I have a question about pointers. I am beginning to grasp the concept, but this particular piece of code is threatening that understanding, and I just want to clear it up.
Please note line "B", which is printf("ptr + %d = %d\n",i, *ptr++); /*<--- B*/
I was under the impression that, since *ptr was initialized to &my_array[0], then *ptr++ (which would translate to "whatever is at the address stored in ptr, add one to it") would print out 23, which is the value at my_array[1].
Yet, it prints out the value at my_array[0], which is 1.
I'm confused as to whether the ++ adds to the address itself (like, 1004 becomes 1005) and, since the integer takes up about 4 bytes of space, it would fall into the range of my_array[0] (because that value, 1, would take up addresses 1001, 1002, 1003, 1004, and since my_array[0] starts out at 1001 and only goes up to 1002, then *ptr++ would still print out my_array[0], which is 1)...
or...
Whether *ptr++ goes from my_array[0] (which is just *ptr) to my_array[1] *ptr++, which is what I originally thought.
Basically, please explain what *ptr++ does to this program in particular.
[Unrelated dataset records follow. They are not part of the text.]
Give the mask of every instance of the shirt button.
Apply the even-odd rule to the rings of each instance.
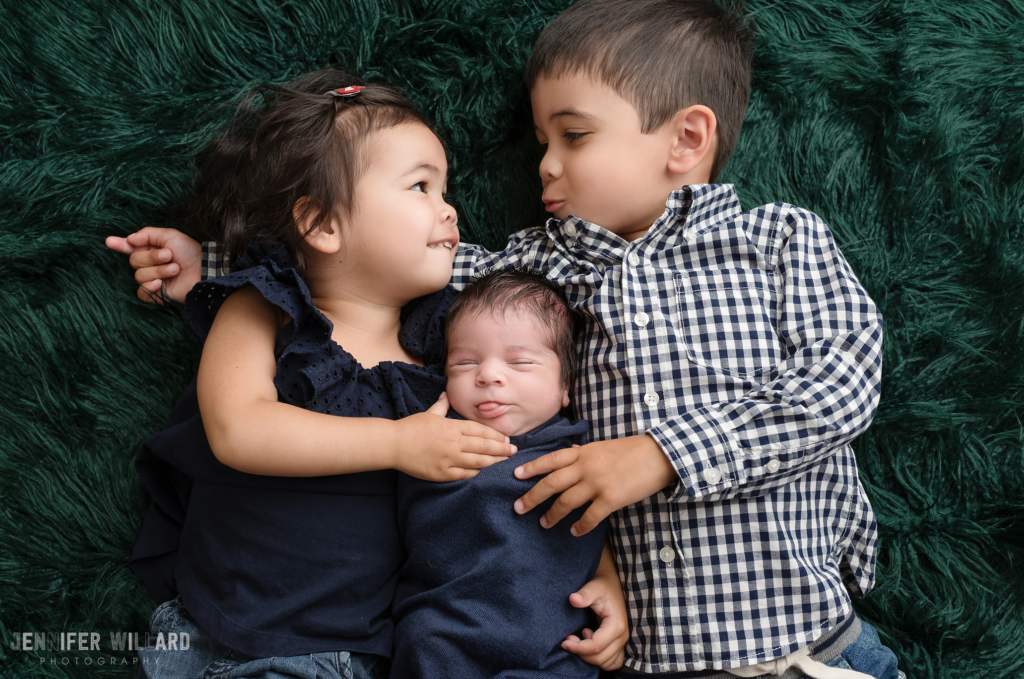
[[[572,224],[566,224],[565,225],[565,233],[566,233],[566,235],[569,236],[569,238],[574,237],[576,235],[576,227],[573,226]]]
[[[676,558],[676,550],[671,547],[662,547],[661,551],[658,552],[658,558],[665,563],[672,563],[672,559]]]
[[[651,317],[641,311],[636,316],[633,316],[633,320],[642,328],[650,322]]]
[[[644,394],[644,403],[651,406],[652,408],[658,405],[658,395],[653,391]]]
[[[779,461],[776,460],[774,457],[772,459],[768,460],[768,464],[765,465],[765,467],[768,469],[768,471],[771,472],[772,474],[774,474],[775,472],[779,471],[779,467],[780,466],[781,465],[779,464]]]
[[[640,256],[635,252],[631,252],[629,253],[629,256],[626,257],[626,261],[629,262],[630,265],[636,266],[637,264],[640,263]]]
[[[712,467],[711,469],[705,469],[704,480],[713,486],[722,480],[722,472],[718,471],[714,467]]]
[[[683,569],[683,575],[686,576],[687,580],[693,580],[693,569],[692,568],[684,568]]]

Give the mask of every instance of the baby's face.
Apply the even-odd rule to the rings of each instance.
[[[551,331],[530,313],[463,316],[449,334],[448,401],[467,420],[525,434],[569,405]]]
[[[641,132],[633,104],[586,75],[541,77],[530,93],[544,207],[631,241],[661,216],[679,188],[668,171],[670,126]]]

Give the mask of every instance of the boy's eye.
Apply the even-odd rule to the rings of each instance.
[[[565,140],[568,141],[570,144],[573,144],[575,142],[578,142],[580,139],[583,139],[583,137],[587,136],[587,133],[586,132],[566,132],[562,136],[565,137]]]
[[[423,191],[423,192],[426,192],[426,190],[427,190],[427,183],[426,182],[416,182],[415,184],[412,185],[412,190],[413,191]]]

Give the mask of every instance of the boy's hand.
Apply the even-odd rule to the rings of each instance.
[[[576,608],[590,608],[600,618],[597,631],[583,630],[583,638],[570,634],[562,648],[575,653],[584,662],[603,670],[617,670],[625,659],[625,646],[629,640],[629,616],[622,586],[615,570],[615,559],[605,545],[601,565],[594,579],[569,595],[569,603]]]
[[[398,420],[395,469],[424,481],[458,481],[516,452],[504,434],[447,414],[448,395],[441,394],[426,412]]]
[[[143,302],[163,306],[164,295],[184,302],[199,282],[203,248],[177,229],[147,226],[127,238],[108,236],[106,242],[111,250],[131,255],[128,263],[136,269],[138,296]]]
[[[573,535],[585,535],[612,512],[654,495],[679,476],[661,447],[650,436],[627,436],[563,448],[516,468],[517,479],[551,472],[515,502],[524,514],[552,495],[561,493],[540,524],[551,528],[565,516],[593,502],[573,524]]]

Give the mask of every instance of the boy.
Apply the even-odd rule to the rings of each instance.
[[[561,292],[539,276],[498,271],[467,287],[445,328],[451,416],[511,437],[515,460],[586,443],[587,423],[559,414],[575,375],[573,321]],[[431,408],[445,411],[444,399]],[[605,526],[581,540],[544,530],[542,509],[514,514],[532,485],[515,478],[515,460],[450,483],[400,477],[408,561],[392,609],[393,677],[597,679],[598,668],[559,641],[586,625],[567,599],[594,576],[608,549]],[[610,550],[604,564],[613,574]]]
[[[576,412],[594,442],[517,470],[553,473],[516,511],[560,494],[549,527],[592,502],[579,535],[612,515],[623,676],[890,679],[895,656],[851,605],[874,584],[849,442],[878,402],[881,318],[820,218],[741,213],[732,186],[708,184],[735,147],[751,54],[743,18],[711,0],[566,10],[527,67],[554,218],[501,253],[463,247],[453,283],[545,270],[584,318]],[[170,259],[132,255],[140,296]]]

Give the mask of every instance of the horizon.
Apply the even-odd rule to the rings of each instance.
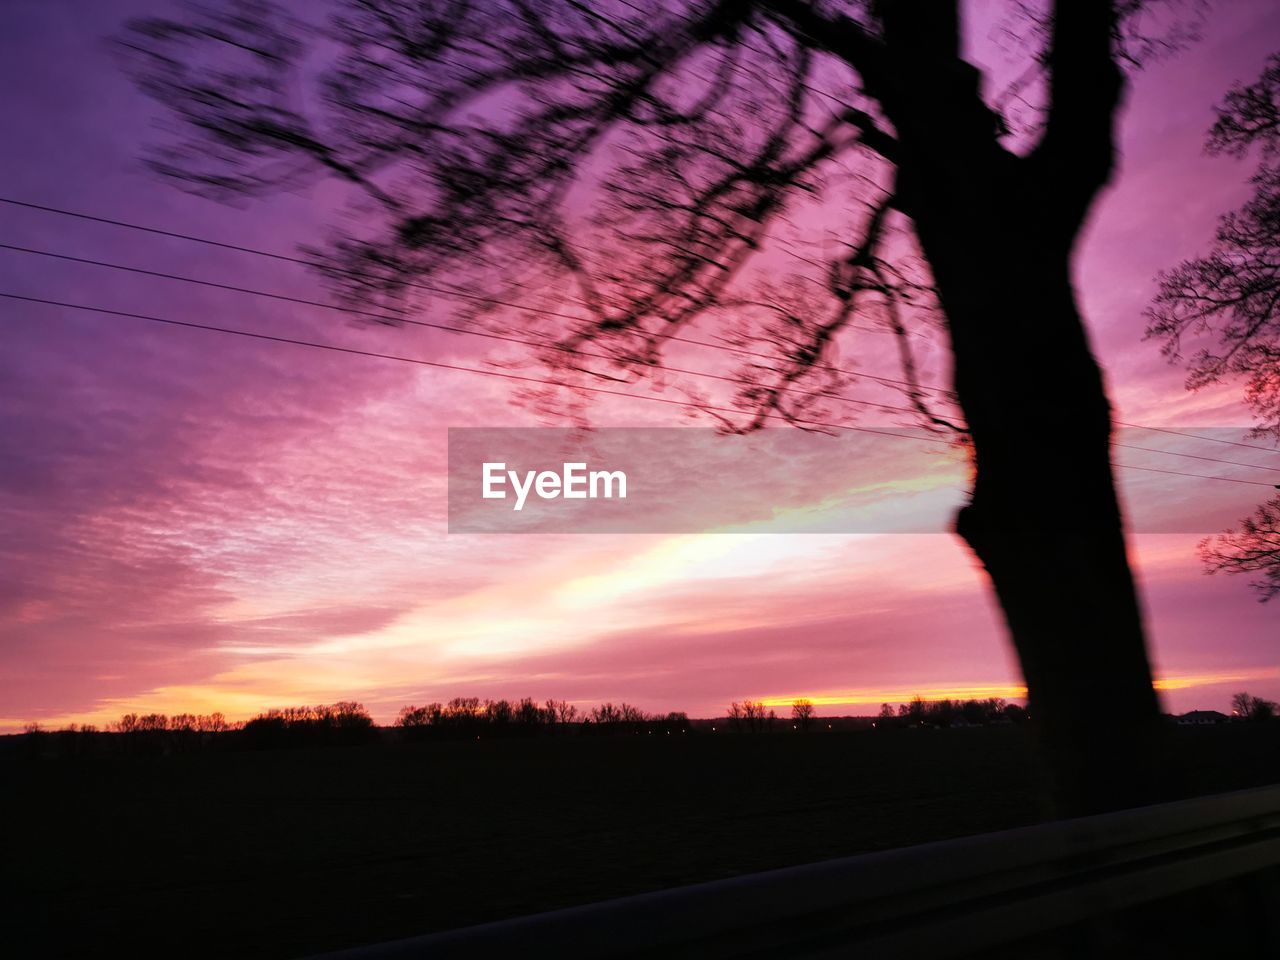
[[[10,132],[3,192],[293,254],[339,209],[334,189],[237,208],[158,184],[138,161],[154,108],[104,40],[125,17],[160,9],[136,0],[0,14],[0,72],[25,91],[0,105]],[[1201,42],[1133,79],[1121,170],[1075,269],[1119,421],[1247,441],[1239,385],[1186,391],[1184,371],[1142,339],[1142,310],[1156,272],[1203,250],[1217,217],[1248,194],[1249,164],[1206,156],[1202,143],[1214,104],[1257,75],[1278,34],[1280,9],[1235,4]],[[970,42],[975,60],[1004,69],[982,31]],[[263,257],[15,205],[3,223],[13,245],[324,298],[313,276]],[[352,350],[469,367],[515,355],[478,337],[358,326],[297,303],[13,250],[0,251],[0,273],[0,288],[24,296]],[[415,701],[526,694],[708,716],[733,700],[836,707],[917,691],[1025,693],[995,599],[955,536],[770,532],[788,510],[821,512],[846,494],[839,479],[780,481],[754,526],[733,533],[450,534],[447,428],[546,425],[513,405],[510,384],[47,304],[7,309],[0,732],[128,712],[249,717],[343,698],[379,718]],[[451,322],[460,312],[435,297],[421,315]],[[892,338],[863,339],[860,359],[874,371]],[[684,352],[700,369],[729,368]],[[921,345],[929,382],[946,382],[945,362],[938,337]],[[858,390],[869,403],[897,396],[869,380]],[[592,421],[681,422],[647,399],[597,398]],[[1216,457],[1214,446],[1170,449]],[[1161,462],[1124,452],[1135,465]],[[1274,469],[1263,454],[1229,456]],[[895,462],[886,496],[905,509],[940,502],[963,476],[906,455]],[[1119,482],[1130,514],[1163,497],[1193,518],[1191,532],[1130,538],[1163,710],[1217,709],[1240,689],[1280,699],[1280,606],[1258,603],[1243,578],[1206,576],[1196,556],[1203,536],[1241,515],[1244,494],[1185,474],[1122,470]]]
[[[1242,692],[1247,693],[1248,691],[1242,691]],[[1022,693],[1023,693],[1022,696],[1012,697],[1012,698],[1005,698],[1005,697],[993,695],[991,697],[965,697],[962,699],[957,699],[954,697],[938,697],[936,699],[921,697],[919,699],[924,704],[952,703],[957,706],[962,706],[965,703],[981,702],[983,700],[998,700],[998,701],[1007,703],[1010,706],[1017,706],[1022,709],[1026,709],[1025,689],[1023,690]],[[453,698],[450,698],[450,700],[452,699]],[[479,705],[483,707],[488,703],[499,702],[500,700],[506,700],[506,702],[515,705],[515,704],[518,704],[522,699],[526,699],[526,698],[519,698],[519,697],[510,698],[510,699],[498,698],[498,700],[494,700],[492,698],[480,698]],[[866,707],[869,708],[869,707],[875,706],[877,708],[877,712],[871,712],[871,713],[823,713],[821,712],[823,706],[833,706],[838,704],[822,704],[819,702],[809,701],[808,698],[804,698],[804,697],[797,697],[794,700],[778,699],[778,700],[772,700],[772,701],[760,700],[760,701],[754,701],[754,702],[762,704],[764,707],[769,708],[770,711],[773,712],[774,715],[767,716],[766,719],[769,719],[771,721],[776,721],[778,723],[790,723],[793,718],[790,713],[786,712],[786,710],[799,703],[807,702],[814,708],[814,712],[812,714],[813,720],[877,720],[877,719],[883,718],[883,715],[880,714],[878,710],[882,709],[885,706],[893,708],[894,719],[904,718],[906,714],[902,712],[902,708],[908,707],[911,704],[912,700],[914,699],[915,698],[913,697],[910,700],[902,700],[902,701],[886,700],[886,701],[882,701],[879,704],[872,704],[870,702],[867,702],[866,704],[864,704]],[[726,710],[723,713],[707,713],[707,714],[690,714],[684,710],[674,710],[674,711],[666,711],[663,713],[659,713],[656,711],[655,712],[645,711],[642,705],[628,704],[626,701],[620,701],[616,704],[612,704],[611,701],[591,702],[591,701],[565,700],[561,702],[577,708],[603,707],[608,705],[613,705],[617,707],[632,706],[644,712],[644,720],[641,722],[660,721],[670,716],[671,714],[681,716],[684,719],[688,720],[690,723],[713,723],[713,722],[722,721],[722,720],[729,720],[731,718],[731,714],[728,712],[728,710]],[[244,724],[248,723],[251,720],[270,717],[273,714],[278,714],[284,711],[298,710],[298,709],[318,709],[318,708],[336,706],[339,703],[351,703],[351,704],[354,704],[355,707],[361,708],[361,709],[363,709],[364,707],[363,704],[357,701],[335,701],[334,704],[291,704],[291,705],[279,704],[274,707],[269,707],[260,713],[245,715],[243,717],[227,716],[221,710],[215,710],[209,714],[197,714],[197,713],[191,713],[190,711],[181,711],[179,713],[174,713],[174,714],[159,714],[159,713],[140,714],[137,712],[133,712],[129,714],[121,714],[117,716],[115,720],[109,721],[104,726],[101,726],[101,727],[97,726],[96,724],[90,723],[88,724],[88,728],[86,728],[84,724],[80,724],[74,721],[70,722],[70,724],[65,727],[45,727],[39,723],[33,722],[33,723],[27,724],[25,728],[20,730],[0,730],[0,736],[23,736],[29,733],[122,733],[126,731],[122,731],[118,729],[119,723],[122,719],[124,719],[127,716],[132,716],[135,718],[147,717],[147,716],[159,716],[159,717],[162,717],[166,722],[172,722],[172,721],[180,720],[183,718],[199,720],[199,719],[204,719],[209,717],[218,717],[223,721],[225,721],[228,724],[228,727],[227,727],[227,731],[215,731],[215,732],[229,732],[231,730],[234,730],[243,726]],[[844,703],[844,701],[840,701],[840,703]],[[401,707],[401,710],[408,710],[408,709],[422,707],[422,706],[448,706],[448,705],[449,705],[449,701],[443,701],[443,702],[435,701],[435,702],[426,703],[426,704],[406,703]],[[729,707],[731,708],[732,704],[730,704]],[[776,712],[778,710],[782,710],[783,712],[781,713]],[[400,711],[397,711],[397,715],[393,715],[388,719],[379,719],[379,717],[373,716],[372,714],[370,714],[370,717],[372,718],[373,725],[375,727],[379,729],[394,729],[401,725],[398,722],[399,712]],[[1170,719],[1179,719],[1181,717],[1184,717],[1192,713],[1218,713],[1224,717],[1227,717],[1228,719],[1231,719],[1231,718],[1244,719],[1241,717],[1239,711],[1232,708],[1230,703],[1225,704],[1222,708],[1215,707],[1215,706],[1199,706],[1199,707],[1191,707],[1188,710],[1183,710],[1179,712],[1165,711],[1164,716]],[[590,709],[580,709],[580,712],[574,718],[570,720],[563,720],[563,721],[556,721],[556,722],[564,723],[564,724],[592,722],[590,717]]]

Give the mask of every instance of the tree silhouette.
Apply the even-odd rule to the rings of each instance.
[[[1280,707],[1271,700],[1255,697],[1249,693],[1237,693],[1231,698],[1231,712],[1244,720],[1264,723],[1275,717]]]
[[[764,733],[773,728],[777,714],[759,700],[735,700],[729,704],[729,729],[737,733]]]
[[[813,726],[813,701],[799,699],[791,704],[791,721],[802,731],[808,730]]]
[[[916,695],[911,698],[910,703],[898,704],[898,716],[905,718],[912,726],[918,726],[924,723],[928,709],[924,700]]]
[[[1188,359],[1190,389],[1229,377],[1244,380],[1257,435],[1280,440],[1280,53],[1262,75],[1232,89],[1209,131],[1211,153],[1259,154],[1253,196],[1218,221],[1208,253],[1160,275],[1148,310],[1149,336],[1183,358],[1185,341],[1207,340]],[[1205,540],[1200,555],[1211,573],[1260,574],[1262,600],[1280,592],[1280,497],[1240,522],[1238,530]]]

Please explain it to me as though I was a five year old.
I really appreciate it, and here's the code:
#include <stdio.h>
int my_array[] = { 1, 23, 17, 4, -5, 100 };
int *ptr;
int main(void)
{
int i;
ptr = &my_array[0]; /* point our pointer to the first
element of the array */
printf("\n\n");
for (i = 0; i < 6; i++)
{
printf("my_array[%d] = %d ", i, my_array[i]); /*<-- A */
printf("ptr + %d = %d\n", i, *ptr++); /*<--- B*/
}
return 0;
}